Le lac Tanganyika en danger de mort

La sonnette d’alarme est tirée pour le lac Tanganyika. D’une superficie de 32 000 kilomètres carrés, ce lac est l’un des plus profonds et vieux du continent africain. Bordé par plusieurs pays, il est aujourd’hui menacé de disparition en raison de la pollution et du réchauffement climatique. Si rien n’est entrepris au cours des prochaines années, une bombe écologique et humanitaire pourrait bien faire des dégâts importants.

 

Chaque année depuis 2005, le Burundi célèbre le 22 juillet la journée nationale du lac Tanganyika. Une initiative louable qui n’a pourtant pas empêché une dégradation importante de son environnement. La situation est si dramatique que l’ancien ministre burundais de l’Ecologie, Albert Mbonerane, prédit des conséquences sérieuses pour les générations futures « si des mesures appropriées ne sont pas prises rapidement pour rectifier le tir ».

 

La menace la plus pressante est sans conteste la pollution surtout du côté burundais.
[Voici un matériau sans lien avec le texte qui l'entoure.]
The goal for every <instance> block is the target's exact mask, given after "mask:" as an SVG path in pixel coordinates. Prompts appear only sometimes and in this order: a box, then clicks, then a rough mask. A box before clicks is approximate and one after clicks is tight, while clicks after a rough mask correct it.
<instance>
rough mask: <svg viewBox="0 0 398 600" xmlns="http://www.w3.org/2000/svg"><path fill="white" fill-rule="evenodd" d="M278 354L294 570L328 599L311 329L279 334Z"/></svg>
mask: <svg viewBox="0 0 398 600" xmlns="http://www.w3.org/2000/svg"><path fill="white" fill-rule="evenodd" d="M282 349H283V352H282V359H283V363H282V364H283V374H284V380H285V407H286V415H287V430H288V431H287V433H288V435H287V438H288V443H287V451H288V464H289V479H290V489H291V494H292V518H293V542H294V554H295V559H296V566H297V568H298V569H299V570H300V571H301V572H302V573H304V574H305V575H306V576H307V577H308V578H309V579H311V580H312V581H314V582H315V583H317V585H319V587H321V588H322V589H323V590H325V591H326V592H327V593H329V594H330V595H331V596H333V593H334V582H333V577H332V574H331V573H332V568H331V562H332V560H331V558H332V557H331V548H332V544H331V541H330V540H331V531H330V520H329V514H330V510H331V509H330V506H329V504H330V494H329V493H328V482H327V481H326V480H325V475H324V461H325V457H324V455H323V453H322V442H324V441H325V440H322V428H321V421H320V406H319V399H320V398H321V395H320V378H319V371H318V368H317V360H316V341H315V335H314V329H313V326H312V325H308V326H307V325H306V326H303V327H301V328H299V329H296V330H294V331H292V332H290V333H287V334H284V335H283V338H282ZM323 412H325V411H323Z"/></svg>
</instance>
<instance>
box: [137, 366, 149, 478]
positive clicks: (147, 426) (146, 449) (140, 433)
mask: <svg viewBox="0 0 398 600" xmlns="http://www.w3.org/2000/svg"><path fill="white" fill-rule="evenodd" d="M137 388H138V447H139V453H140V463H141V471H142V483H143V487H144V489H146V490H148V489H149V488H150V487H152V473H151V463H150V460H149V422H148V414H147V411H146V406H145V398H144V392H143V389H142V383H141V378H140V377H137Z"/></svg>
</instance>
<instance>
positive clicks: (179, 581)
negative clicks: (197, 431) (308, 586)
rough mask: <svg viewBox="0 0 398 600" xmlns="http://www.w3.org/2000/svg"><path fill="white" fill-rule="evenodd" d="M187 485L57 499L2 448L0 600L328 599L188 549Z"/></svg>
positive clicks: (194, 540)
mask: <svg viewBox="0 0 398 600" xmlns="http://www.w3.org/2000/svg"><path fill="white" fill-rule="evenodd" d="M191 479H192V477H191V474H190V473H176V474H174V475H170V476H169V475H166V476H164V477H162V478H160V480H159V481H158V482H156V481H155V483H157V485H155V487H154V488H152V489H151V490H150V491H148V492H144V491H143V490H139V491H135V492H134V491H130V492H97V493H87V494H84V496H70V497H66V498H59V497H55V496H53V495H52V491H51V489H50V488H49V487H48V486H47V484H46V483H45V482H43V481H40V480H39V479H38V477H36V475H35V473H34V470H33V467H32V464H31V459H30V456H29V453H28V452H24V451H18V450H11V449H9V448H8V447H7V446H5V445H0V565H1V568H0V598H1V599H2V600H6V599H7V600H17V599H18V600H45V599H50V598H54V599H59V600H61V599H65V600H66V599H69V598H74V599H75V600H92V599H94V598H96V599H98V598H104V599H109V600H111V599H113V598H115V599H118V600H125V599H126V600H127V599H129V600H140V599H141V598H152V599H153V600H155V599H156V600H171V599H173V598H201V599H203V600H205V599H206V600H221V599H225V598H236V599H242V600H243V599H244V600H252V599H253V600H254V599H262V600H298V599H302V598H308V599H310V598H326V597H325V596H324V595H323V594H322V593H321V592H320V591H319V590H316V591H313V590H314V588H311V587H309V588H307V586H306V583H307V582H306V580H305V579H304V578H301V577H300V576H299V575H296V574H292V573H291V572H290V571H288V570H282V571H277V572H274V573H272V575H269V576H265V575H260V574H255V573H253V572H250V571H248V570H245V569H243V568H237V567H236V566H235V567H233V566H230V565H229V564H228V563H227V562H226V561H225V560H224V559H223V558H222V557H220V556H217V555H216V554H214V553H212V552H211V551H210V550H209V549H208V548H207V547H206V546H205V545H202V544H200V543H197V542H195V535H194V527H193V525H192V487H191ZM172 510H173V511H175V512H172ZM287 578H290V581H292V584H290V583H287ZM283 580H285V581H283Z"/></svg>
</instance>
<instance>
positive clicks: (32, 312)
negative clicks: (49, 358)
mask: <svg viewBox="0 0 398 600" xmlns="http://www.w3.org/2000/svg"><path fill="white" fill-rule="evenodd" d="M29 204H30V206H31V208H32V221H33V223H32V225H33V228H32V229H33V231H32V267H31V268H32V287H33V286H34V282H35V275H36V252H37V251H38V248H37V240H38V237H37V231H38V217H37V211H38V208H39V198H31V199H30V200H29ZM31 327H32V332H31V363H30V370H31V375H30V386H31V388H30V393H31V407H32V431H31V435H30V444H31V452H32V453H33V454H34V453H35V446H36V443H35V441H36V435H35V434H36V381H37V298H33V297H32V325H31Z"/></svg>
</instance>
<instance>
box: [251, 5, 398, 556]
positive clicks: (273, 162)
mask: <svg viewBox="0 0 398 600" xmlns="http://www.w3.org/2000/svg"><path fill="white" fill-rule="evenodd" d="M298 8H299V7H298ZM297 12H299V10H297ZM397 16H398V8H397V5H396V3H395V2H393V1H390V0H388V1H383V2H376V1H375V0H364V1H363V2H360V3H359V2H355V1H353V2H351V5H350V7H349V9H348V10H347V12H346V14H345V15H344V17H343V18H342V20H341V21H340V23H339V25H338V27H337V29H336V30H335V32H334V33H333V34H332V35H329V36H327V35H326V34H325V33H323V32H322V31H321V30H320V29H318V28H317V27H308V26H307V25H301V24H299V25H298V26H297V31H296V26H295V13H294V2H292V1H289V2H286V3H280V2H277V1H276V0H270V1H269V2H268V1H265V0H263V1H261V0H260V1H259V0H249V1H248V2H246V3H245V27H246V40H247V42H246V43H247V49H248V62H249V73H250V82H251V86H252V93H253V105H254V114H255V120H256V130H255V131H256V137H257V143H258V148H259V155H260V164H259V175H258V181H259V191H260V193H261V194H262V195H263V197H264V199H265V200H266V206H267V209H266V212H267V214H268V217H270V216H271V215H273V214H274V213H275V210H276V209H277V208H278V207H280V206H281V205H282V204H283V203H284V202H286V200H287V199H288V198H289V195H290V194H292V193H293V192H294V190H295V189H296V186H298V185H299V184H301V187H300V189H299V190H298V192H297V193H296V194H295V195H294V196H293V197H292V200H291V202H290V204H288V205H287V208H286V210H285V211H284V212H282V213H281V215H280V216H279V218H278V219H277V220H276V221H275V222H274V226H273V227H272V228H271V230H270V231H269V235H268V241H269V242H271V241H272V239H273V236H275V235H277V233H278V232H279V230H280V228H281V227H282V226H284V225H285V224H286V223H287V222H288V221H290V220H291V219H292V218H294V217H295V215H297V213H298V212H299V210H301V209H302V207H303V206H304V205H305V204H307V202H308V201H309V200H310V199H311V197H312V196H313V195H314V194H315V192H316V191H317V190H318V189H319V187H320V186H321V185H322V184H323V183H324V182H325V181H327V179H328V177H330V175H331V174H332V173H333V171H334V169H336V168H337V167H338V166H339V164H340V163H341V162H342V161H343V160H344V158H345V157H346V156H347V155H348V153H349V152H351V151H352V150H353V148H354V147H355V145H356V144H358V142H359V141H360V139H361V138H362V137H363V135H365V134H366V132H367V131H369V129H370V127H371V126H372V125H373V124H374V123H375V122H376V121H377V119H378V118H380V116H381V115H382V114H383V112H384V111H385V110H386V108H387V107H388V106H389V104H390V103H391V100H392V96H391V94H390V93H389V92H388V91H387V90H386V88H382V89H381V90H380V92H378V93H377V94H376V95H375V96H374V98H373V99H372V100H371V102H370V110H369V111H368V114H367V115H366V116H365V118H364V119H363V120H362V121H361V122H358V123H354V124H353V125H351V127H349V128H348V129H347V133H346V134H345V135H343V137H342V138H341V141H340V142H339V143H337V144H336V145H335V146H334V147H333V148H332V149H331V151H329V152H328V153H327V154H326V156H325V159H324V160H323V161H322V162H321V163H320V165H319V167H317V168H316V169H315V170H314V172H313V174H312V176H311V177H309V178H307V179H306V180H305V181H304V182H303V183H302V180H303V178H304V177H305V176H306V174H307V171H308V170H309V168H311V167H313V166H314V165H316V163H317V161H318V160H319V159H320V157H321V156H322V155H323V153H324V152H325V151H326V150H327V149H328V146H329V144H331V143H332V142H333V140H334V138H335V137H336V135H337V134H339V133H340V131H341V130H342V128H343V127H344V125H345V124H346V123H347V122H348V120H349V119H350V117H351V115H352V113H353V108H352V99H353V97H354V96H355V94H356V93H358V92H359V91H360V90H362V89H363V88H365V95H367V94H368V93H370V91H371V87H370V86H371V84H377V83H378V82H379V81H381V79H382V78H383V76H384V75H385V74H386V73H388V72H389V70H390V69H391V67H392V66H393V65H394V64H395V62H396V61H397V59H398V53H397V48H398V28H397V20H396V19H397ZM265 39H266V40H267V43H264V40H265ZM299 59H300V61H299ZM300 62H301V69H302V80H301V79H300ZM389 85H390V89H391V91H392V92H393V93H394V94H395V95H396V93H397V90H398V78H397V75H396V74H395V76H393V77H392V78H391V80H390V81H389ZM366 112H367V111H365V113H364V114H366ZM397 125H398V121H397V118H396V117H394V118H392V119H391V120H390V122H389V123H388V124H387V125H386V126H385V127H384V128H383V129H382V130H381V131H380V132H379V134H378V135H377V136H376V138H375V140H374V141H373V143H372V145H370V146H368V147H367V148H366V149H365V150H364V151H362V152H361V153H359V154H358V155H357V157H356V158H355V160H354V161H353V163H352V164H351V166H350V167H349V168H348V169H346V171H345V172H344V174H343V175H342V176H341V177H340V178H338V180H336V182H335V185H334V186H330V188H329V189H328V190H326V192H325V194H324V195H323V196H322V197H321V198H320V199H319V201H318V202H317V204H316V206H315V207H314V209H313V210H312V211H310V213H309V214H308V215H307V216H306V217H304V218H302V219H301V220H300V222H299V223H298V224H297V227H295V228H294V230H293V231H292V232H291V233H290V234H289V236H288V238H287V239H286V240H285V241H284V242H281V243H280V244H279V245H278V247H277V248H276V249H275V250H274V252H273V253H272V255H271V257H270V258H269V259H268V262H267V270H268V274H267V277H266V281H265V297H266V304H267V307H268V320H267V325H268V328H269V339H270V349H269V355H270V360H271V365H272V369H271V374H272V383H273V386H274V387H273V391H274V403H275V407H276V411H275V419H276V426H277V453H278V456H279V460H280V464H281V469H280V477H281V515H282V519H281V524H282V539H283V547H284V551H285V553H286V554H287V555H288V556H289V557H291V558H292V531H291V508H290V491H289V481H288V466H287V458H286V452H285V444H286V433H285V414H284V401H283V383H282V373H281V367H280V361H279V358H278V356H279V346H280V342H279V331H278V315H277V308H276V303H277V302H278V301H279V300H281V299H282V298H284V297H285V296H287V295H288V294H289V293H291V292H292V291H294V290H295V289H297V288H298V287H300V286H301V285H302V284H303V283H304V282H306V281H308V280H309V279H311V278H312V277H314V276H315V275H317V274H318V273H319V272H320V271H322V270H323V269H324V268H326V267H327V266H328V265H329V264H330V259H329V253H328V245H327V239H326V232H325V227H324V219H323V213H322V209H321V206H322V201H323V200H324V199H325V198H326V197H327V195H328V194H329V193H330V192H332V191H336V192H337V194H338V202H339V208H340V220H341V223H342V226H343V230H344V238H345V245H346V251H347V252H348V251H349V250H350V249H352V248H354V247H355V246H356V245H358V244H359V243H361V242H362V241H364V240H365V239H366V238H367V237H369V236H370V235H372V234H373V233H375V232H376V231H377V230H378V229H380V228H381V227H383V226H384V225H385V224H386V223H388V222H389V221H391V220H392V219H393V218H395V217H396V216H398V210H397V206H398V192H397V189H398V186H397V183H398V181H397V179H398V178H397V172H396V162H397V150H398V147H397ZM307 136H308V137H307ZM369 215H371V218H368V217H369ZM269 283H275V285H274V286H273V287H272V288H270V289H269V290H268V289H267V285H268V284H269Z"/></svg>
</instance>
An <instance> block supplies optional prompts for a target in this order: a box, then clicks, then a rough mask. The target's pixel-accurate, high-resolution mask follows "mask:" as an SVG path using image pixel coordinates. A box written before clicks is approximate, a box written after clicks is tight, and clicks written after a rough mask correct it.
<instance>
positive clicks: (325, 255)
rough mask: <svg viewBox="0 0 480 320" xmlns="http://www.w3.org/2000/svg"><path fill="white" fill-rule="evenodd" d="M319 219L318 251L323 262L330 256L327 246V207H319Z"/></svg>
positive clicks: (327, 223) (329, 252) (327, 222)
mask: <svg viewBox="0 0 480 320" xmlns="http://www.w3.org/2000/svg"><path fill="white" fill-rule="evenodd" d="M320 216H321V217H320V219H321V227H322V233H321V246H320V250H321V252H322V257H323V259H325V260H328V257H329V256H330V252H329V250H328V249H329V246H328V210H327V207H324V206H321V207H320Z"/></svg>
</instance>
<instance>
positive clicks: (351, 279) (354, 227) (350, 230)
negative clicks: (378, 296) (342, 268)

Le Code burundais de l’eau est largement mis de côté et entraîne une destruction des zones-tampons pourtant indispensables à la survie du Lac. Les poissons se font plus rares d’autant qu’une algue appelée la jacinthe d’eau prolifère au détriment de la biodiversité. Les déchets toxiques issus des usines alimentent gravement ce phénomène. L’environnement devient impossible pour de nombreuses autres espèces.

 

La pêche intensive associée à des poissons de moins en moins nombreux entraîne également des tensions entre pêcheurs burundais et tanzaniens. Une aggravation de la situation aurait des conséquences désastreuses pour l’environnement, l’économie et la vie de toute cette région au carrefour du Burundi, de la Zambie, de la République démocratique du Congo, et de la Tanzanie.